The jury is still out on bus and CPU speeds. PCI-Express may crank bus speeds up to (close to) network speed in the near future (although this remains to be seen), and CPUs may be improved with special hardware for dealing with network rates (possibly in combination with processor-level parallelism). There is no doubt, however, that DRAM memory will become a bottleneck. In tomorrow's networks, fast packet processing may well require avoiding all accesses to slow DRAM whenever possible, and store (fewer) packets in smaller, yet faster memory on chip. Another strategy is to distribute the memory load. For instance, accessing general purpose main memory for all high-speed links and for all 'normal' applications as well, may be a bad idea. First, it means all the load is concentrated on a single resource. Distributing the load over multiple memory chips present on the network cards, may alleviate this problem. Second, memory on the network cards may implement all sorts of specialised optimisations that would not be suitable for general purpose memory. An example can be found in network cards based on Intel IXP1200 network processors that have multiple different priority queues to access memory.
Network Processors generally come as a peripheral device, e.g. a PCI card. By handling most elementary tasks on the network processor the CPU, memory and PCI bus are all offloaded. However, due to their programmability and close connection to the CPU, network processors keep open the option of implementing advanced processing capabilities, either on-board or in the host.

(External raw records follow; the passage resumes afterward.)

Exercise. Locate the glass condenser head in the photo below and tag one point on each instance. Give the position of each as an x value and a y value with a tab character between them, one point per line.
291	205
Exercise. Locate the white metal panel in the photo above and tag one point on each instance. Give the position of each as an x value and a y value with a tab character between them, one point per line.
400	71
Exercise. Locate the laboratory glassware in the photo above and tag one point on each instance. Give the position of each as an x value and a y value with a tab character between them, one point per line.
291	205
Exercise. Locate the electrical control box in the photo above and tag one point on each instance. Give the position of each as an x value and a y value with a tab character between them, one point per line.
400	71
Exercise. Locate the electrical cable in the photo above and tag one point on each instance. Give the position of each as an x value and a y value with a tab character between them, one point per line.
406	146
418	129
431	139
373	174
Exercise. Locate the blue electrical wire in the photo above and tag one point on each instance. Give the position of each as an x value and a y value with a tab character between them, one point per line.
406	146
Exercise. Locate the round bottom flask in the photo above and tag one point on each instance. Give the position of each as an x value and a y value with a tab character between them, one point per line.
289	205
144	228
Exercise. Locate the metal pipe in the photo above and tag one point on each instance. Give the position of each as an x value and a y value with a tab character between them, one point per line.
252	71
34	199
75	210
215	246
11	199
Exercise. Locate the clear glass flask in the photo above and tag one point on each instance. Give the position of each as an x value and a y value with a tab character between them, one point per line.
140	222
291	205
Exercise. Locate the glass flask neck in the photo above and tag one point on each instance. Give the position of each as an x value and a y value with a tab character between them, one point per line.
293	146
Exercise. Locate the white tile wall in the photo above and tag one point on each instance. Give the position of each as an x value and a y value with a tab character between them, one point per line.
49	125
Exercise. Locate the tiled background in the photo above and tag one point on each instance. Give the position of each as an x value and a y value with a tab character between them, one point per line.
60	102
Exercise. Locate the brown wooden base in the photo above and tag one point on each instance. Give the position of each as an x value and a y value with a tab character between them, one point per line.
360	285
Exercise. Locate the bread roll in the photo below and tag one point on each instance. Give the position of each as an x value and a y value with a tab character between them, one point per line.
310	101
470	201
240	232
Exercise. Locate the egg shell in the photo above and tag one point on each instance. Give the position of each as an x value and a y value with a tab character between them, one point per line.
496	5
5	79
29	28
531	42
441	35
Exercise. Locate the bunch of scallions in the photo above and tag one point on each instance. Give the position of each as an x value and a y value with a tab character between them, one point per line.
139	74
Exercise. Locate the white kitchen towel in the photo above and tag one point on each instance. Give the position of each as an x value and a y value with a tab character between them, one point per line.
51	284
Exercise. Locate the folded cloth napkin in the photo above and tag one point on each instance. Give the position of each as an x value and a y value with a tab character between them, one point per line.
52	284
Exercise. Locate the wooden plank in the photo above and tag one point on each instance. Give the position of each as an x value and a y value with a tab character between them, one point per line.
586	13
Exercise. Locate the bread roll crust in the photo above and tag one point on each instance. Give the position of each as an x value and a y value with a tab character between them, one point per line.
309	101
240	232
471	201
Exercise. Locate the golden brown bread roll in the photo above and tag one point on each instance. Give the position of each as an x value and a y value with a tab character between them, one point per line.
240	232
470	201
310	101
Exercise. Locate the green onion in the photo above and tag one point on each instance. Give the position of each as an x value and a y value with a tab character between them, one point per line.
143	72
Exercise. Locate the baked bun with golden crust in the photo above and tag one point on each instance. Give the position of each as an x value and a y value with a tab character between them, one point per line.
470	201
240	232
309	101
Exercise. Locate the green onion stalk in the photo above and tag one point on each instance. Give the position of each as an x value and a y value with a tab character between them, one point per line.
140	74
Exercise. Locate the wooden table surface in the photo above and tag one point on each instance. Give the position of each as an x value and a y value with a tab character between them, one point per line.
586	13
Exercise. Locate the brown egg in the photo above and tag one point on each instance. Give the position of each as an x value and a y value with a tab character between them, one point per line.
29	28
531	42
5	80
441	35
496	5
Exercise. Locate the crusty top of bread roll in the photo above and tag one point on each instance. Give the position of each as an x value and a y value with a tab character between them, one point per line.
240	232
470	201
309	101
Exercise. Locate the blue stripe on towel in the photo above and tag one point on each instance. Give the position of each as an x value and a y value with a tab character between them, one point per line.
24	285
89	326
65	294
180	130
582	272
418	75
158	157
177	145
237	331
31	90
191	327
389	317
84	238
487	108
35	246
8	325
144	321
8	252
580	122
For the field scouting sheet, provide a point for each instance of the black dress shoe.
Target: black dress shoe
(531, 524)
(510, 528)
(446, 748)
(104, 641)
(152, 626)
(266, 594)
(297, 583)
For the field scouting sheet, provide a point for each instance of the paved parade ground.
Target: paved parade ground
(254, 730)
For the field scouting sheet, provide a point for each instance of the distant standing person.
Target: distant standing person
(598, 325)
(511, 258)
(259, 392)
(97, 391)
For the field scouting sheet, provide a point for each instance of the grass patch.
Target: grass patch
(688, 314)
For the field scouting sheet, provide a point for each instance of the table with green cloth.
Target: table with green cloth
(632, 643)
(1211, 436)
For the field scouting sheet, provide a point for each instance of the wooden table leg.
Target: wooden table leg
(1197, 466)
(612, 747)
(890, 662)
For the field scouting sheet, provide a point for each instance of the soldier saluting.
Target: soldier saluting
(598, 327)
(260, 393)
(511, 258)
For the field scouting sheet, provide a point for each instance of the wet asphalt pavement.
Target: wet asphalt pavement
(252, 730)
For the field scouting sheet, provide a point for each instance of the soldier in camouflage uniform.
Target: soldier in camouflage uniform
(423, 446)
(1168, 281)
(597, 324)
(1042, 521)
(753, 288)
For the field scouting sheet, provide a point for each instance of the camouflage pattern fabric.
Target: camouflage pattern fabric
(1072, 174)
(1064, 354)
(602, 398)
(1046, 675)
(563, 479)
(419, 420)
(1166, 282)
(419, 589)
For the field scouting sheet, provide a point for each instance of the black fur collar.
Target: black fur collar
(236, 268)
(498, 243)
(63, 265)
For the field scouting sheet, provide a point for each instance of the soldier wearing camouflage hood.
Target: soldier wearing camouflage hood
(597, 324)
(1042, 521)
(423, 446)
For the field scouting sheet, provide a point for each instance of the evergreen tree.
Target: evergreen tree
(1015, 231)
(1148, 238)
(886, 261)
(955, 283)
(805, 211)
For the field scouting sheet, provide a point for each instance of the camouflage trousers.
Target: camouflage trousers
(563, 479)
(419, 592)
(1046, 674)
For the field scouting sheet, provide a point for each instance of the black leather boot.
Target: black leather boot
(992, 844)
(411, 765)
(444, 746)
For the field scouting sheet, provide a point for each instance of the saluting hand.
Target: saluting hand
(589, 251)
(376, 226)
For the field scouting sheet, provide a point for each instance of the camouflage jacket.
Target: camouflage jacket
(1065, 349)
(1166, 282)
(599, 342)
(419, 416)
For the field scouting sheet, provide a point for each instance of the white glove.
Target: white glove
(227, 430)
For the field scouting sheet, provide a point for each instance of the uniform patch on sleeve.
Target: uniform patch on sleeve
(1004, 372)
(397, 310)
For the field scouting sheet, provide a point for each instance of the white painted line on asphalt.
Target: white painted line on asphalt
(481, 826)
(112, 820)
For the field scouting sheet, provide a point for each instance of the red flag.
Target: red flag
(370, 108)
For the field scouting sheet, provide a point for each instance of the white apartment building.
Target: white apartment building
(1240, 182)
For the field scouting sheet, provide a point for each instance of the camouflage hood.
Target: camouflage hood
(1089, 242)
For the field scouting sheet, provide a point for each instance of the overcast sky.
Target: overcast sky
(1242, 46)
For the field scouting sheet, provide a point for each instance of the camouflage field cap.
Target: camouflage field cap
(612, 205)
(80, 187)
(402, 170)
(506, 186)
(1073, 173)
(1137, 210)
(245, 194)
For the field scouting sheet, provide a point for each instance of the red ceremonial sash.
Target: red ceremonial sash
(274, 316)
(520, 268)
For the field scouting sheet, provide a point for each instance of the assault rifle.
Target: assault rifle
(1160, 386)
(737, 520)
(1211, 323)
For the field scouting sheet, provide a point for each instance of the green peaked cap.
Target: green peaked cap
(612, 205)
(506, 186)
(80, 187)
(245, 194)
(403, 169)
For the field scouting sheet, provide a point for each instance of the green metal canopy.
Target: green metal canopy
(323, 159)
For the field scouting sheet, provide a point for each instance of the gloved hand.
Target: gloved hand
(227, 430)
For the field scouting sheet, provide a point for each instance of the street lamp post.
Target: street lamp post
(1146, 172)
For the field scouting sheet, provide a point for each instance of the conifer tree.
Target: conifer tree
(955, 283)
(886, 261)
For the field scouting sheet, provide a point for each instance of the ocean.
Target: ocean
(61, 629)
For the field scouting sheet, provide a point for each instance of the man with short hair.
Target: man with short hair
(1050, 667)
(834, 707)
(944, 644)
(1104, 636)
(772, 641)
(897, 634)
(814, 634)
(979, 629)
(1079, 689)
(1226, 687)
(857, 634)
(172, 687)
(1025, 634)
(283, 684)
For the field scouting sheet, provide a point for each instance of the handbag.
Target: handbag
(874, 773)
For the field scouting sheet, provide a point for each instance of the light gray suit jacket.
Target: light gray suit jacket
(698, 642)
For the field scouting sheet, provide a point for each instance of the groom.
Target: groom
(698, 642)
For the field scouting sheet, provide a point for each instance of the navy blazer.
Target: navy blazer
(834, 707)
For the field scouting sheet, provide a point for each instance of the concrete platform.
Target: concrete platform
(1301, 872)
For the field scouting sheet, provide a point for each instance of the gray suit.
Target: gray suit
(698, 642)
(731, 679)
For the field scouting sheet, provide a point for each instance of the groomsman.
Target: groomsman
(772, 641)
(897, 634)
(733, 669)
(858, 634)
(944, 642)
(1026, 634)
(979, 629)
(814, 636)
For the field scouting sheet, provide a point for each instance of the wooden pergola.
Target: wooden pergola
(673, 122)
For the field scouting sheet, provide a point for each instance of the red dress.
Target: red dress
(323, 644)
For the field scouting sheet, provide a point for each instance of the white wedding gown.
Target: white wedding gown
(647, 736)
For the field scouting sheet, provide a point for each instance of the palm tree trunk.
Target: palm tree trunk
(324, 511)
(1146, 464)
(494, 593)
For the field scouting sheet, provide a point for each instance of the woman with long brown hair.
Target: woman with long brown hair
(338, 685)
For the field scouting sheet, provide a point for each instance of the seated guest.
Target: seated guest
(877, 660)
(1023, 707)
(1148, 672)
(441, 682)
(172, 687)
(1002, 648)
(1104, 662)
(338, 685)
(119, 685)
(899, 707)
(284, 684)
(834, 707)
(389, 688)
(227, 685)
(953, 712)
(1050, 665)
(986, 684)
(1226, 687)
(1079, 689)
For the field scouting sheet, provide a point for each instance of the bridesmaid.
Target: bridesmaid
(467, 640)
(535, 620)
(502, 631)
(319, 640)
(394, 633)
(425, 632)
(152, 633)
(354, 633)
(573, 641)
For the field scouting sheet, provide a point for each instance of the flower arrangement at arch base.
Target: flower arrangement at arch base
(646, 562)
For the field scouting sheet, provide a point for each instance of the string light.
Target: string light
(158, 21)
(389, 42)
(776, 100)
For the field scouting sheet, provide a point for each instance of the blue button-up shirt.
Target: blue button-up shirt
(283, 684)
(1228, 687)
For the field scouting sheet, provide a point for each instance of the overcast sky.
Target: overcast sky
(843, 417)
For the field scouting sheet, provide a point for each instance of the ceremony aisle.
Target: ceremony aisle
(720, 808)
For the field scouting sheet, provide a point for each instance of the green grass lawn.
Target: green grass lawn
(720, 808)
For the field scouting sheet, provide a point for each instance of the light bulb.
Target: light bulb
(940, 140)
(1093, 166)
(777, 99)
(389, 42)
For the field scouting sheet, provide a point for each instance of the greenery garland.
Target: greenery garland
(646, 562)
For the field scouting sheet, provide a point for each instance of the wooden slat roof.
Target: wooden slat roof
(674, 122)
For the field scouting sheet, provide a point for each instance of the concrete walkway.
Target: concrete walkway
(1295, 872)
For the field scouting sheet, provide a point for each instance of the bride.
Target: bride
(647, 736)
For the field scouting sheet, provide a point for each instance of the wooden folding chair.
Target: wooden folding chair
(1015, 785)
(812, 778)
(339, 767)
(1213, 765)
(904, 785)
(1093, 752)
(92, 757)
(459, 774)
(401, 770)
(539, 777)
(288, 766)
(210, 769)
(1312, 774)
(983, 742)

While network processors are not as suited to high-speed switching as dedicated hardware, they can be seen as an ideal candidate for more specialized functions, e.g. advanced traffic monitoring, for which commodity hardware lacks the processing speed and embedded devices are too costly to design.
An objection to using zero-copy is that transfer of data over low bandwidth links, such as the PCI bus or main memory as compared to dedicated RAM, is actually more costly than executing multiple operations locally. For FFPF, the main problem is the PCI bus. Reading over PCI has a maximum theoretical bandwidth of 133MB/s. Even with a 66 MHz busspeed, on our testsystem measured sustained transfer speed was only 80MB/s. We found that the local SDRAM in our testsystem could, however, copy data (read+write) at 240MB/s and up. Read speeds were found to lay around 2.4GB/s. Similarly, by virtue of their highly parallel designs, the microengines of the IXP1200 can read at linespeed (1Gb/s).
A single copy over the PCI bus from IXP1200 SDRAM to host SDRAM will therefore often be result in higher actual processing speed for processing-intensive tasks, as both the NPU and the CPU can saturate their respective memory buses, instead of having to wait on the much slower PCI interconnect. Moreover, programmed I/O is much slower for bulk transfer than DMA access, which is supported by a number of modern network cards.
The only situation in which zero-copy will benefit packet processing is when the total number of bytes read by the host is much smaller than the complete packet, as then the penalty for copying the full packet outweights the advantage of having faster read speeds. This is true, for instance, for a fairly large number of network monitoring applications which often look at a very small number of fields in the IP/TCP headers. In this case, copying the entire packet (even with fast DMA) may be overkill.
An additional factor speaking against zero-copy is that for each byte request in reality much larger cacheline is sent. By copying larger buffers at once, copy-once makes better use of these blocktransfers and the subsystem's prefetching capabilities, circumventing RAS to CAS latencies. Hasan et al. demonstrate how throughput can be increased even more by paying close attention to RAM latency.